La protagonista llora menos por las víctimas de la covid en Nueva York y más por sus matrimonios perdidos
Strout escribe con voz coloquial, y evoca esas primeras semanas y esos primeros meses de la pandemia con inmediatez y franqueza. Nos identificamos con los ritmos entrecortados; tanto física como emocionalmente, Lucy no acaba de centrarse. Sus sentimientos oscilan como un péndulo atizando la discordia. Cuando reprende a William por una pequeña afrenta, él le confiesa que tiene cáncer de próstata, lo cual provoca angustia y autorecriminación. A Lucy empieza a preocuparle el no estar sincronizada, una tensión que Strout explota sutilmente. No hay escapatoria de la claustrofobia de la covid ni de la familia.
Esta no es la misma Lucy que conocimos en las novelas anteriores de Strout. Hay menos vigor y estructura en sus reflexiones, más soltura y arrepentimiento, características, no defectos, de la edad. Sin embargo, su repliegue sobre sí misma produce revelaciones: cada pena es singular, sigue su propio GPS, se desvía por callejones sin salida. Lucy llora menos por las víctimas de Nueva York y más por sus matrimonios perdidos y por la inquietud de que su cómoda vida pueda caer víctima de un virus implacable.
Ahora bien, ¿es la ingenua candidez de Lucy una pose? Al fin y al cabo, es una artista sofisticada, incluso si carece de la sustancia y el descaro del otro personaje estrella de Strout, Olive Kitteridge (que hace una breve aparición). En Manhattan, Lucy y sus hijas se encontraban de vez en cuando en Bloomingdale’s para ir de compras y cotillear; ahora, Becka declara: “Da igual que Bloomingdale’s cierre, porque en realidad es un sitio de cosas malas. Me refiero –¡mamá!– a todas esas cosas hechas en el extranjero por niños que trabajan por salarios horribles [...] Así que, cuando vuelvas a la ciudad, vamos a buscar un sitio diferente donde quedar”.

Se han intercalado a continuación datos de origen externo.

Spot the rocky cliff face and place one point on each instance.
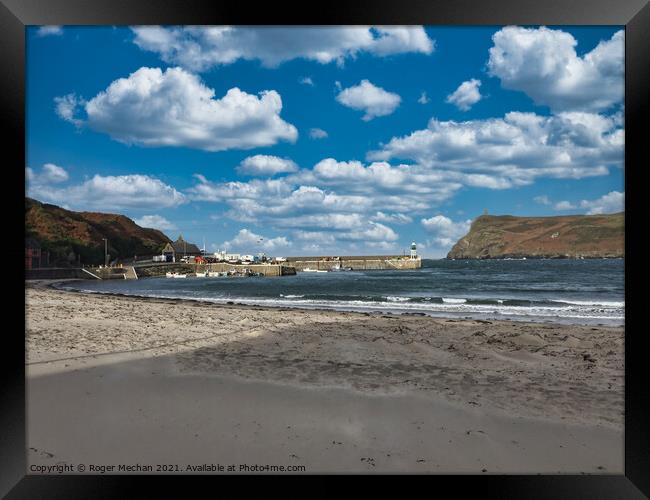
(73, 237)
(571, 236)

Strout satiriza la actitud autocontemplativa de las élites en un momento de reflexión y sacrificio necesarios. “La pregunta de por qué algunas personas son más afortunadas que otras”, señala Lucy. “No tengo respuesta”. Hace falta una pandemia para despertar la conciencia.
Strout escribe con voz coloquial, y evoca esas primeras semanas de la pandemia con inmediatez y franqueza
Este es el logro de Strout en Lucy y el mar. En Maine, ella y William se cruzan con “partidarios del actual presidente”, tamizando los estereotipos para desenterrar la compasión, inspirada por una pérdida inesperada. Y lo que es más importante, tras el asalto al Capitolio, aprende cuándo cerrar la llave de la compasión, y a denunciar el fascismo y el racismo cuando asoman la cabeza, como los chamanes de QAnon. Esa honestidad le hace un buen servicio.
Los hilos conductores de nuestra vida se han apartado de su rumbo fuera de nuestro control, y aun así, algunos nos aferramos al mito de que podemos encontrar un camino de vuelta a 2019. Cuando la novela llega a su fin, Lucy se ha dado cuenta de lo contrario, pero, en contra de lo que cabría esperar, hay un proverbial rayo de esperanza.
Una conexión interrumpida se reactiva mientras ella se crea una nueva vida, plasmada con el estilo elegante y engañosamente ligero de Strout. Lucy se une al baile de la familia y la amistad, y le añade algunos pasos sutiles. Ha hecho el duro trabajo de la transformación. Ojalá nosotros hagamos lo mismo.